From what I understand this is the case with ritalin vs cocaine. Ritalin has a stronger binding affinity compared to cola, but cocaine's large clunky structure allows it to pass the BBB much easier.
Can someone also clarify this for me. Off topic but small tangents are ok here and there if it has a purpose I say. Anywho, when I look at a chemical structure, psychoactive ones obviously, and I focus on what groups are attached to where, I have come to this very crude and probably wrong conclusion to how it actually is but I'll shoot and be informed.
When I look at lets say amphetamine, the benzene ring is pointing left, the amine on the right, the electronegative cloud over the benzene isn't "concentrated" or instead a low density electronegative force spread thinly across this ring. The charge density over the benzene in my mind is what gives amphetamine/methamphetamine some, but minor effect on serotogenic systems. The star of the show is what's going on over on the amine side. I picture the Nitrogen's unpaired electrons as having a relatively good affinity for whatever binding sites are responsible for its dopamine/NE activity. The methylated version makes it so that instead of the two hydrogen atoms rotating about the N, the methyl group makes the amine group a little less prone to spinning around the nitrogen, causing the unpaired electrons to be a little more focused and directed electronegativity, as a result being more selective for that receptor. Would the methyl group make it more lipophilic to the same receptor, allowing it to penetrate a lipid more easily and reach/bind to its receptor? Or is the methyl group alone responsible for the increased potency? The methylated amine causes the compound to have a higher affinity for serotonin if I'm not mistaken, and I picture this as a result of the amine group on the other end being a little less mobile and stable, making the electron cloud around benzene more stable.
Now when you look at MDMA/MDA, you have that dimethoxy bridge focusing a giant chunk of the structures electronegativity to the benzene end of the molecule. I imagine the bridge as being a sort of 'knife' or more like a better fitting ligand to serotogenic receptors, and as a result, the star of the show is now the empathogenic character brought on about the increased affinity to those receptors responsible. Is the dopamine receptor's affinity ofset by the heavy electronegative pull on the other end? Because although there is clearly dopamine acting its part in the show, I wonder if serotogenic activity overpowers the effects of the amine or if there is some loss of activity. I'd say its the latter considering getting to sleep after MDMA is worlds easier than it's base methamphetamine structure.

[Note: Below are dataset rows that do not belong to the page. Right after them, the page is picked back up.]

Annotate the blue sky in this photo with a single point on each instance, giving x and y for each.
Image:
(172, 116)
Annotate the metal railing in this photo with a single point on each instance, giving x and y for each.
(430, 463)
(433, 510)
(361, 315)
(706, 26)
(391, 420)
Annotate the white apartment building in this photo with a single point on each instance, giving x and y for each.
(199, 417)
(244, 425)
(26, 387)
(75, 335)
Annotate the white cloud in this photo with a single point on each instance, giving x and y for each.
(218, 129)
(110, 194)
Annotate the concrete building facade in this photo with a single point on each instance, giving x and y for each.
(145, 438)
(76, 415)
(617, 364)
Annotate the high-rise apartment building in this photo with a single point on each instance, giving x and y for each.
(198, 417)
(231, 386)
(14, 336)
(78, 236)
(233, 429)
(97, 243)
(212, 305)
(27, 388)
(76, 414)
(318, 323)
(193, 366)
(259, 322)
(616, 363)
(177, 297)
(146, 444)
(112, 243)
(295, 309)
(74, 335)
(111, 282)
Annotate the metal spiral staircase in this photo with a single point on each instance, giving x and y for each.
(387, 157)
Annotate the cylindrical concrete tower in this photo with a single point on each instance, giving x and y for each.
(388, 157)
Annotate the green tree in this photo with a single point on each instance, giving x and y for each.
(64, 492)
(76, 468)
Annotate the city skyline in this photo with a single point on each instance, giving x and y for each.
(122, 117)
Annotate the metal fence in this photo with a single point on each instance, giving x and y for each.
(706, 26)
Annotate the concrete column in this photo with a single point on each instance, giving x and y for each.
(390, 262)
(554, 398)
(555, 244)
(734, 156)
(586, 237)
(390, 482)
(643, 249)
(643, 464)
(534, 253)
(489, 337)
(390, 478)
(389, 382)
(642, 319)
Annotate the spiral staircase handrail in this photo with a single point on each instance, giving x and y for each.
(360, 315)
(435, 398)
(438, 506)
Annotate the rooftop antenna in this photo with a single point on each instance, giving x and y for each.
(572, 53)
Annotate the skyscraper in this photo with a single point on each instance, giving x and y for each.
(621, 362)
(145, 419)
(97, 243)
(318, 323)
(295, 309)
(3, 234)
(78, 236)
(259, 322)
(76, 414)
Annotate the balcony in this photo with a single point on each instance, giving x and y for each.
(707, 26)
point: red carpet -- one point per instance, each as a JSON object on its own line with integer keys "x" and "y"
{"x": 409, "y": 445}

Then with 4-fluoroamphetamine, there is a flourine attached to the benzene end, again causing a more dense concentration of electrons in that area. The effects then exhibit definite empathy/rolling feel due to a more electronegative benzene, should then cause the increased serotogenic effects, but slightly less dopamine activity was noticed compared to its amphetamine backbone, so again, putting the chemical into a new unique balance of activity. Now I go back and think, does that -CH2- in the dimethoxy add a lipophilic aspect to that electronegative knife provided by the oxygens, almost as a sort of sharper point to that knife, allowing for better cross into membranes or reaching its target receptors. And I'll end this with 5/6-APB. These two compounds replace either oxygen in MDA for a methylene group so it seems like it lost electronegativity, but it's much more lipohilic, perhaps accounting for the longer action than its illegal analogues, would the increase in lipohilic tendencies at that end contribute to the more obvious psychadelic qualities(because looking at the trptamines, theyre kinda bulky and less elegant looking than the PEA's but maybe the high concentration of lipohilic properties along with any -OH, -MeO, -AcO play the role of psychadelic effects? The nitrogen in the indole is also a lot more tensed or I'd say, less stable arrangement compared to the PEA's, hence little DA activity, but still some NE activity?

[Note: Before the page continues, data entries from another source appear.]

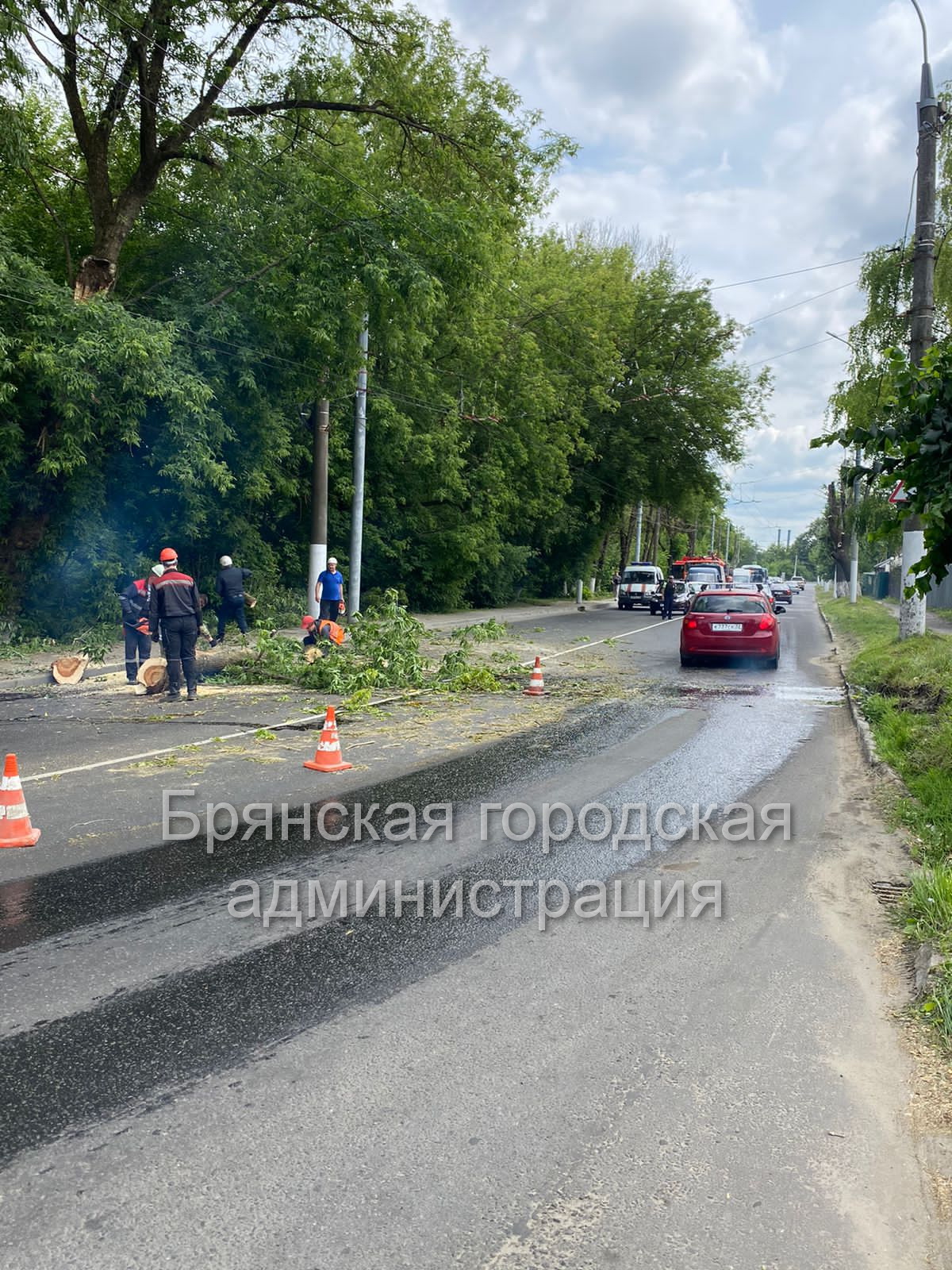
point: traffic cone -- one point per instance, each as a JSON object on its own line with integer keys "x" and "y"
{"x": 328, "y": 757}
{"x": 537, "y": 687}
{"x": 16, "y": 829}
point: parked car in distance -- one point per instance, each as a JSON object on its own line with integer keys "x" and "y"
{"x": 730, "y": 624}
{"x": 639, "y": 584}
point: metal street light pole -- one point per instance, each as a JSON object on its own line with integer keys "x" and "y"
{"x": 912, "y": 613}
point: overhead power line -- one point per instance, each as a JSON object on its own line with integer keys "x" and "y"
{"x": 790, "y": 273}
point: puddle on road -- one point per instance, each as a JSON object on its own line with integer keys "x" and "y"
{"x": 803, "y": 694}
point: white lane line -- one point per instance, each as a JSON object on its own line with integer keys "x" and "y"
{"x": 168, "y": 749}
{"x": 594, "y": 643}
{"x": 274, "y": 727}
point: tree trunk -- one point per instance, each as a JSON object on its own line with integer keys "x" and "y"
{"x": 603, "y": 552}
{"x": 657, "y": 535}
{"x": 114, "y": 221}
{"x": 625, "y": 537}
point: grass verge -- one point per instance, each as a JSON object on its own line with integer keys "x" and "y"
{"x": 905, "y": 692}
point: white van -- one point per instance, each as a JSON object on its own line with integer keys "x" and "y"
{"x": 640, "y": 581}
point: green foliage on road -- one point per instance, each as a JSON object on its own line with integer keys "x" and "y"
{"x": 382, "y": 651}
{"x": 907, "y": 696}
{"x": 527, "y": 385}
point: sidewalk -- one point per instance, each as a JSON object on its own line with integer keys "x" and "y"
{"x": 33, "y": 668}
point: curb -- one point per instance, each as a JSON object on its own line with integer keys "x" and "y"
{"x": 867, "y": 742}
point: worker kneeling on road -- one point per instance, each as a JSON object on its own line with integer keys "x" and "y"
{"x": 317, "y": 633}
{"x": 175, "y": 603}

Also look at the difference between 5-apb and 6-apb. The only difference between the two is where the oxygen was replaced my the methylene, so the action is still serotogenic but because it can linger around longer, the visuals and psychadelic headspace play a role. I've read that people mix 5/6-apb and are the first few RC's to come anywhere close to an MDxx replacement(a stupid notion or at least a wrongfully guided attempt to recreate an experience of one chemical by a different one, which by default sounds pointless) and are even showing to be on the same level as MDMA/MDA, some people preferring it. I personally prefer MDA over MDMA anyday, not that I dislike it but MDMA is a little too gentle for me, unless I most likely have just been getting crappy actual MDMA and decent MDA, or I just lucked out and got good MDMA when I thought it was MDA. Doubt its the case because whenever I seek out molly, I specifically ask if the roll feels more intense, sensual, euphoric, and a little more 'naughty' than whats usual, oh and the visuals are quite nice, infact a bonus. I started my drug use with psychadelia, weed for a few years before technically, and even if it has psy properties they're subtle at the most, but that's like the same reaction you get when you explain to some people that ethanol is a drug and the flip a shit.